Os chamados imóveis de grife, que contam com assinaturas de arquitetos renomados e marcas de luxo, apresentam uma valorização de mercado que pode chegar a 22% em comparação a empreendimentos convencionais. Esse fenômeno, impulsionado pela arquitetura posicional, combina design exclusivo e reputação para atrair investidores e compradores de alta renda. Embora o valor agregado seja significativo, especialistas alertam que a liquidez desses ativos depende do consenso entre as preferências dos consumidores, tornando o segmento um nicho que exige análise estratégica detalhada antes do investimento.
O conceito de arquitetura posicional no mercado de luxo
O mercado imobiliário brasileiro tem observado uma crescente adesão aos imóveis de grife, que transcendem a simples metragem ou localização privilegiada. Esses projetos integram o que o setor denomina arquitetura posicional, onde o design funcional se funde à sinalização de prestígio. Ao associar o empreendimento a nomes de peso, como escritórios premiados internacionalmente ou marcas de luxo, as construtoras conseguem elevar o valor de venda e o retorno sobre o aluguel.
Dados de mercado indicam que edifícios com assinatura ou reconhecidos por prêmios de arquitetura apresentam taxas de vacância menores e maior rentabilidade. Enquanto o prêmio sobre o valor do aluguel oscila entre 5% e 7%, a valorização no preço de venda pode atingir a marca de 22%. Para o comprador, o imóvel deixa de ser apenas um ativo financeiro e passa a representar um símbolo de exclusividade, identidade e pertencimento.
Riscos e a variância nas preferências dos compradores
Apesar do apelo estético e do status, o sucesso comercial de um imóvel de grife não é garantido apenas pela marca. Estudos recentes, incluindo análises da Berlin School of Economics, apontam que a heterogeneidade nas preferências dos consumidores pode reduzir o prêmio de valorização. Quando a oferta de produtos de luxo aumenta, a falta de consenso sobre o que define um projeto de alto padrão pode impactar a liquidez do ativo.
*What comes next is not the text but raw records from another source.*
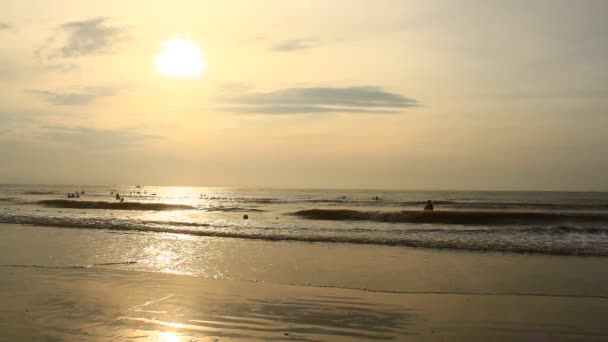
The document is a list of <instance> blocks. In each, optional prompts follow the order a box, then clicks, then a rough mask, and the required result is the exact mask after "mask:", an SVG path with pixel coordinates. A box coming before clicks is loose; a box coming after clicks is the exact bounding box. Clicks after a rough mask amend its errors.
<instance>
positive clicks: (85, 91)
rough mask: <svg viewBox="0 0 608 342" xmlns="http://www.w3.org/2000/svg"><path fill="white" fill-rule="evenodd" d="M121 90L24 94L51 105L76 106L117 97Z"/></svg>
mask: <svg viewBox="0 0 608 342" xmlns="http://www.w3.org/2000/svg"><path fill="white" fill-rule="evenodd" d="M121 90H122V88H121V87H85V88H82V89H80V90H78V91H74V92H55V91H49V90H39V89H28V90H25V92H26V93H30V94H34V95H37V96H39V97H41V98H42V99H43V100H44V101H45V102H47V103H48V104H51V105H57V106H78V105H86V104H89V103H92V102H94V101H95V100H96V99H97V98H99V97H108V96H115V95H118V94H119V93H120V91H121Z"/></svg>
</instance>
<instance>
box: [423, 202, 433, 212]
mask: <svg viewBox="0 0 608 342" xmlns="http://www.w3.org/2000/svg"><path fill="white" fill-rule="evenodd" d="M434 209H435V207H434V206H433V201H431V200H428V201H426V205H425V206H424V210H425V211H433V210H434Z"/></svg>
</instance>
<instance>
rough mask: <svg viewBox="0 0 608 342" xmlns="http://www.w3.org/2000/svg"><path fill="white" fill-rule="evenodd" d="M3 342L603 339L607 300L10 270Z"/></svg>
mask: <svg viewBox="0 0 608 342" xmlns="http://www.w3.org/2000/svg"><path fill="white" fill-rule="evenodd" d="M1 272H2V281H1V282H0V284H1V286H2V287H1V289H2V291H1V293H2V296H1V299H2V302H3V306H2V308H1V309H0V317H1V318H2V319H1V320H0V330H2V331H3V336H2V337H1V338H0V339H1V340H6V341H18V340H41V341H60V340H65V341H67V340H69V341H92V340H99V341H109V340H137V341H139V340H141V341H150V340H152V341H225V340H253V339H257V340H281V341H353V340H361V341H369V340H397V341H403V340H425V341H488V340H494V341H513V340H534V341H570V340H572V341H575V340H597V341H601V340H605V339H606V338H608V329H607V328H606V326H605V317H607V316H608V299H606V298H603V299H598V298H577V297H559V296H515V295H500V296H497V295H459V294H394V293H375V292H368V291H362V290H348V289H336V288H318V287H307V286H294V285H275V284H261V283H247V282H238V281H226V280H210V279H206V278H201V277H192V276H184V275H168V274H159V273H146V272H133V271H117V270H111V271H110V270H103V269H42V268H5V267H3V268H2V270H1Z"/></svg>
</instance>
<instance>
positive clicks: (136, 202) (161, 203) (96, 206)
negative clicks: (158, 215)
mask: <svg viewBox="0 0 608 342" xmlns="http://www.w3.org/2000/svg"><path fill="white" fill-rule="evenodd" d="M36 204H39V205H42V206H45V207H51V208H68V209H111V210H154V211H161V210H188V209H194V207H192V206H189V205H184V204H168V203H152V202H105V201H79V200H44V201H38V202H36Z"/></svg>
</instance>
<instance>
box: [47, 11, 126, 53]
mask: <svg viewBox="0 0 608 342" xmlns="http://www.w3.org/2000/svg"><path fill="white" fill-rule="evenodd" d="M108 21H109V20H108V18H105V17H99V18H93V19H88V20H82V21H71V22H67V23H65V24H63V25H61V26H60V29H61V30H62V31H63V32H65V33H66V34H67V39H66V41H65V42H64V44H63V45H62V46H61V47H60V49H59V51H58V52H59V54H60V56H61V57H79V56H84V55H95V54H106V53H111V52H113V51H112V50H113V48H114V46H115V44H116V43H118V42H119V41H122V40H123V39H124V38H125V37H126V32H125V29H124V28H122V27H118V26H112V25H109V24H108Z"/></svg>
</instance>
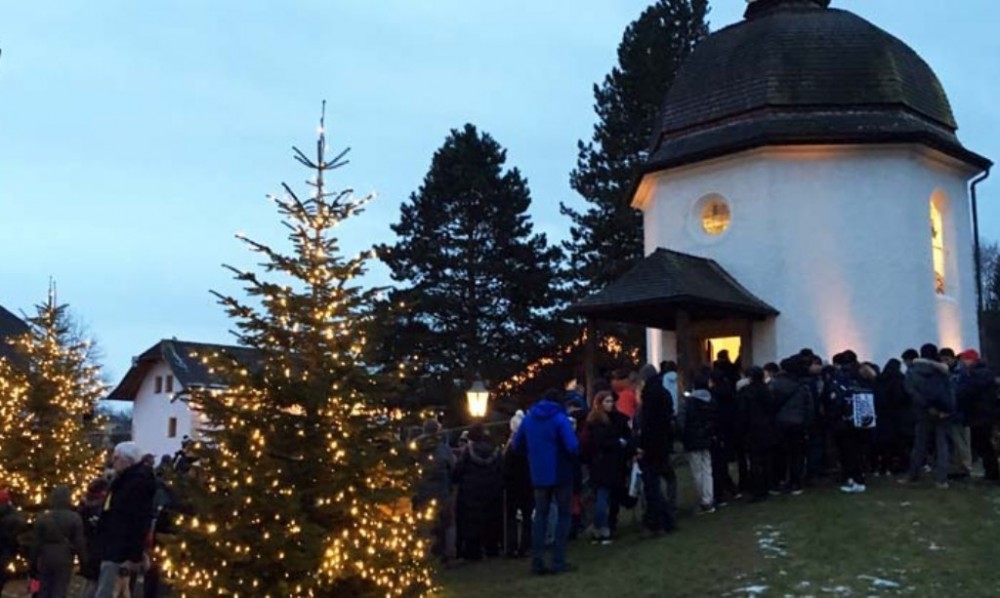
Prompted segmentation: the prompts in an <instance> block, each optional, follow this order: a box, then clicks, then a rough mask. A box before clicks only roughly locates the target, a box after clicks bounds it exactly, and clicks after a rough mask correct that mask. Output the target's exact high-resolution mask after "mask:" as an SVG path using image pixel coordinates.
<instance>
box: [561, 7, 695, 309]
mask: <svg viewBox="0 0 1000 598" xmlns="http://www.w3.org/2000/svg"><path fill="white" fill-rule="evenodd" d="M707 14H708V0H658V1H657V2H656V3H655V4H653V5H652V6H650V7H649V8H647V9H646V10H645V11H644V12H643V13H642V15H641V16H640V17H639V18H638V19H637V20H636V21H634V22H633V23H632V24H631V25H629V26H628V28H627V29H626V30H625V35H624V36H623V38H622V42H621V45H619V46H618V66H617V67H615V68H613V69H612V70H611V73H610V74H609V75H608V76H606V77H605V78H604V82H603V84H601V85H600V86H597V85H595V86H594V98H595V100H596V104H595V106H594V109H595V111H596V112H597V116H598V119H599V122H598V123H597V124H596V125H595V126H594V134H593V137H592V139H591V141H590V142H589V143H584V142H583V141H580V142H579V143H578V149H579V156H578V158H577V167H576V169H575V170H574V171H573V172H572V173H571V174H570V183H571V184H572V186H573V189H575V190H576V191H577V193H579V194H580V195H581V196H582V197H583V199H584V201H586V202H587V203H588V204H589V207H587V209H586V210H585V211H582V212H581V211H578V210H576V209H573V208H571V207H568V206H566V205H565V204H560V209H561V211H562V213H563V214H565V215H568V216H569V217H570V218H571V219H572V221H573V226H572V228H571V235H572V236H571V239H570V241H568V242H566V243H565V244H564V246H565V248H566V249H567V251H568V252H569V253H570V257H571V266H572V269H573V274H574V277H575V279H576V283H577V285H578V286H579V288H578V289H577V293H578V294H580V295H587V294H589V293H592V292H596V291H598V290H600V289H601V288H603V287H604V286H606V285H607V284H608V283H610V282H612V281H613V280H615V279H616V278H618V277H619V276H621V275H622V274H624V273H625V272H626V271H627V270H628V269H629V268H630V267H632V266H633V265H634V264H635V262H636V260H638V259H639V258H641V257H642V255H643V247H642V218H641V214H640V213H639V212H638V211H637V210H634V209H632V207H631V206H630V202H631V199H632V198H631V197H629V196H628V193H629V189H630V188H631V186H632V184H633V182H634V181H635V179H636V177H637V176H638V173H639V170H640V167H641V166H642V164H643V162H644V161H645V159H646V157H647V150H648V147H649V144H650V141H651V139H652V136H653V135H654V134H655V132H656V127H657V119H658V116H659V114H660V110H661V108H662V105H663V99H664V97H666V94H667V90H668V89H669V88H670V85H671V84H672V83H673V81H674V76H675V74H676V73H677V70H678V69H679V68H680V66H681V63H683V61H684V59H685V58H687V57H688V55H689V54H690V53H691V51H692V50H693V49H694V47H695V46H696V45H697V43H698V42H699V41H701V40H702V39H703V38H704V37H705V36H706V35H708V24H707V22H706V21H705V17H706V16H707Z"/></svg>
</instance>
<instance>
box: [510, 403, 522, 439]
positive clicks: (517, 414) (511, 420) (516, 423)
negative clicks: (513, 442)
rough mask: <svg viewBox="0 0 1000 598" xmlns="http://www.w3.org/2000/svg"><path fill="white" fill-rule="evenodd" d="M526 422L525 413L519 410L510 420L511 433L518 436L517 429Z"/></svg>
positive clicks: (515, 412) (510, 427)
mask: <svg viewBox="0 0 1000 598" xmlns="http://www.w3.org/2000/svg"><path fill="white" fill-rule="evenodd" d="M522 421H524V411H523V410H521V409H518V410H517V411H515V412H514V416H513V417H511V418H510V433H511V434H517V429H518V428H520V427H521V422H522Z"/></svg>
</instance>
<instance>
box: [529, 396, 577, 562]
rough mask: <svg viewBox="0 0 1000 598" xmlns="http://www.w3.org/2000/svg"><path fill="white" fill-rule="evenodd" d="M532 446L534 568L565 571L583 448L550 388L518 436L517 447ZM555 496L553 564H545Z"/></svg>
mask: <svg viewBox="0 0 1000 598" xmlns="http://www.w3.org/2000/svg"><path fill="white" fill-rule="evenodd" d="M525 448H527V450H528V464H529V468H530V469H531V484H532V486H534V489H535V519H534V521H533V522H532V523H533V529H532V534H531V572H532V573H536V574H545V573H563V572H566V571H568V570H569V566H568V565H567V564H566V541H567V539H568V537H569V526H570V500H571V498H572V496H573V462H574V460H575V459H576V456H577V454H578V453H579V451H580V445H579V442H577V439H576V433H575V432H574V431H573V424H572V423H570V420H569V417H567V415H566V411H565V410H564V409H563V407H562V405H561V404H560V402H559V392H558V391H555V390H550V391H548V392H546V393H545V395H544V396H543V397H542V399H541V400H540V401H538V402H537V403H535V405H534V406H533V407H532V408H531V410H530V411H529V412H528V415H527V416H525V418H524V421H522V422H521V427H520V428H518V430H517V435H516V436H515V437H514V450H524V449H525ZM553 500H555V503H556V509H557V511H558V516H559V518H558V520H557V522H556V533H555V540H554V541H553V543H552V568H551V569H550V568H548V567H546V566H545V527H546V523H547V522H548V520H549V508H550V506H551V505H552V501H553Z"/></svg>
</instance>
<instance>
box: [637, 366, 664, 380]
mask: <svg viewBox="0 0 1000 598" xmlns="http://www.w3.org/2000/svg"><path fill="white" fill-rule="evenodd" d="M659 373H660V372H659V370H657V369H656V366H655V365H653V364H651V363H647V364H646V365H644V366H642V369H640V370H639V379H640V380H649V379H650V378H652V377H653V376H656V375H657V374H659Z"/></svg>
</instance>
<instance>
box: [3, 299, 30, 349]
mask: <svg viewBox="0 0 1000 598" xmlns="http://www.w3.org/2000/svg"><path fill="white" fill-rule="evenodd" d="M27 331H28V325H27V324H25V323H24V321H23V320H21V318H19V317H17V316H15V315H14V314H12V313H11V312H9V311H7V310H6V309H4V307H3V306H2V305H0V358H6V359H13V358H14V357H15V353H14V349H13V347H11V346H10V345H9V344H8V343H7V339H8V338H11V337H15V336H18V335H20V334H24V333H25V332H27Z"/></svg>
Diferente do mercado de Imóveis convencionais, onde as preferências tendem a ser mais homogêneas e a precificação segue uma lógica de mercado mais previsível, o segmento de luxo exige um entendimento profundo do público-alvo. Para quem busca investir em imóveis de alto padrão, é fundamental considerar que o desenho arquitetônico, embora sofisticado, deve manter um equilíbrio entre a exclusividade e a aceitação de mercado para garantir a valorização a longo prazo.
Diferenças entre imóveis de grife e ativos defensivos
Enquanto os imóveis de grife operam sob a lógica da exclusividade, o mercado de arquitetura modular atua como um ativo defensivo. Para faixas de renda com restrições orçamentárias mais rígidas, a previsibilidade é maior, pois os elementos que determinam a disposição a pagar são mais estáveis. Essa distinção é crucial para investidores que buscam diversificar sua carteira, equilibrando ativos de luxo com propriedades que possuem maior liquidez imediata.
Para proprietários que possuem unidades em diferentes categorias, entender a precificação correta é essencial, especialmente se o objetivo for a locação. Em casos de imóvel parado para alugar: como precificar e reformar para lucrar, a estratégia deve ser pautada pela análise de mercado local e não apenas pela assinatura do projeto.